Arkansas farmers help feed the world, sending food, fuel and fiber across the globe. While the Natural State thrives as a major agricultural exporter, those farmers are equally concerned with making sure families throughout the state, including their own, have food on their plates, clothes on their backs and a roof over their heads.
Of the 44,600 farms spread across Arkansas’s diverse landscape, 97 percent are family owned. That family presence can be felt in every aspect of the state’s agriculture industry, through farms that have been passed down for many generations, youth livestock shows, fairs and events, or community farmers markets. Farmers are no different from teachers working in schools across the state or local newspaper reporters, eager to share their knowledge and passion while going about their daily lives.
Arkansas offers a variety of opportunities for consumers to learn more about where their food, fiber and fuel come from. Agritourism destinations abound, featuring U-pick farms, wineries and vineyards, pumpkin patches, hayrides, farm tours, farmers markets, harvest festivals and more.
Along with agritourism adventures, Arkansas’s top commodity producers keep their focus on consumers. Soybeans are the No. 2 commodity in the state, and the product is used in everything from makeup and fuel for cars to cooking oil. Each November, the Arkansas Soybean Promotion Board celebrates Arkansas Soybean Month, educating consumers on the importance of the crop, why they should care and how they can support the industry.
Programs like Arkansas Grown, developed by the Arkansas Agriculture Department, help in this aspect as well, educating consumers on Arkansas-grown and -made products, including fresh produce, meats and processed foods. These products are made by Arkansas families for Arkansas families, because farmers are consumers, too.
Bloggers Go Local
Arkansas bloggers were treated to a taste of agriculture at the 2014 Farm2Home event, held at P. Allen Smith’s Moss Mountain Farm. Sponsored by the state’s Arkansas Grown and Arkansas Made programs, bloggers were introduced to local farmers and other representatives of the industry to promote eating and buying local.
The bloggers attended an enlightening panel with local farmers about the importance of public support, enjoyed a delicious local lunch, explored a private farmers market with samples and toured the farm. Rosemary Hallmark, of the Rosemary on the TV blog, said the event really made her think about all Arkansas has to offer, and how lucky they are to have the type of weather that allows them to produce food throughout the year.

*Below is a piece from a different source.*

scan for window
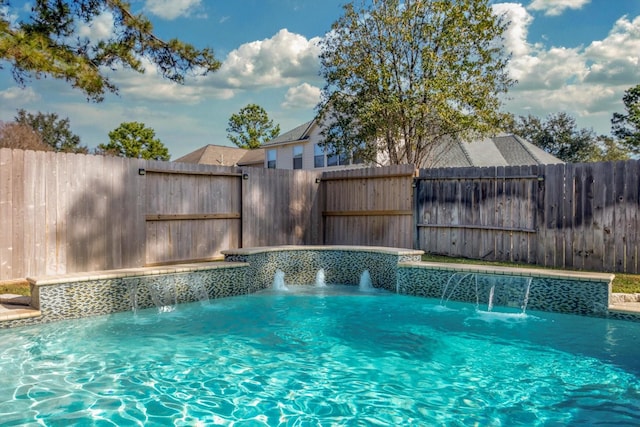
[293,145,303,169]
[313,144,324,168]
[327,149,349,166]
[267,150,276,169]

Blogger Heather Disarro, of Heather’s Dish, said hearing how much farmers love growing food for the people really resonated with her.

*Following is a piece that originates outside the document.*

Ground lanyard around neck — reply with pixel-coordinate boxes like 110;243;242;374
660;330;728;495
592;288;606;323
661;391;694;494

“If that’s not the best reason to get my tail up on Saturdays and support local markets, then I don’t know what is,” she wrote in a post.
Learn more about the Arkansas Grown program and how you can support local farmers at arkansasgrown.org. Watch a video of the Farm2Home event at AR-agriculture.com.

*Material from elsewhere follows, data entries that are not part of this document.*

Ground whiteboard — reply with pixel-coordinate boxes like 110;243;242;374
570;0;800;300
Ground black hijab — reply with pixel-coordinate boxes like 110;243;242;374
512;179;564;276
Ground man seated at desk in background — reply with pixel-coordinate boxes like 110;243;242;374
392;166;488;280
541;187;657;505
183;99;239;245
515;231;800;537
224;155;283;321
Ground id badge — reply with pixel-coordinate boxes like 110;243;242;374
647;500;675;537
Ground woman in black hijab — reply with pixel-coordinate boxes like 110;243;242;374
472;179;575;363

Arkansas broilers rule the roost. Topping the list of agricultural commodities, Arkansas typically raises 1 billion broilers per year. The state ranks No. 2 in the nation for boiler production, and No. 3 in poultry and egg production. The industry employs more than 36,500 Arkansans directly, totaling one in four of the state’s agricultural jobs.
Even more impressive, broiler meat is Arkansas’s third largest export, bringing in around $532.6 million each year. The state is also the No. 2 exporter of broiler meat in the country. About 14 percent of the state’s poultry is exported to target markets, including Mexico, Russia and Japan.
A Mighty Grain
Known for its delicious versatility and nutritional benefits, rice is one important grain. As the No. 1 rice-producing state in the nation, Arkansas knows a thing or two about the crop.
The Natural State grows 50 percent of the nation’s rice crop on approximately 1.5 million acres each year. Rice serves as Arkansas’s top agricultural commodity. Annually, the grain brings more than $6 billion to Arkansas’s economy.
While rice is good for Arkansas, it’s also good for consumers’ diets. Rice contains no sodium, cholesterol or gluten, and has a very small amount of fat, with no trans or saturated fat. It’s also nutrient-dense and contains over 15 vitamins and minerals.
What’s In A Name?
Ever wonder what’s behind the name Arkansas?
The term literally means “south wind,” and the Native Americans that originally lived in the area were known as Quapaws.
Through word of mouth and different pronunciations, Arkansas was the final written term.
When the state was admitted to the Union in 1836, it was spelled as Arkansas.
A few decades later, an official committee created a resolution declaring the correct pronunciation of the last syllable, thus asserting that the state’s full name should be pronounced Ark-an-saw.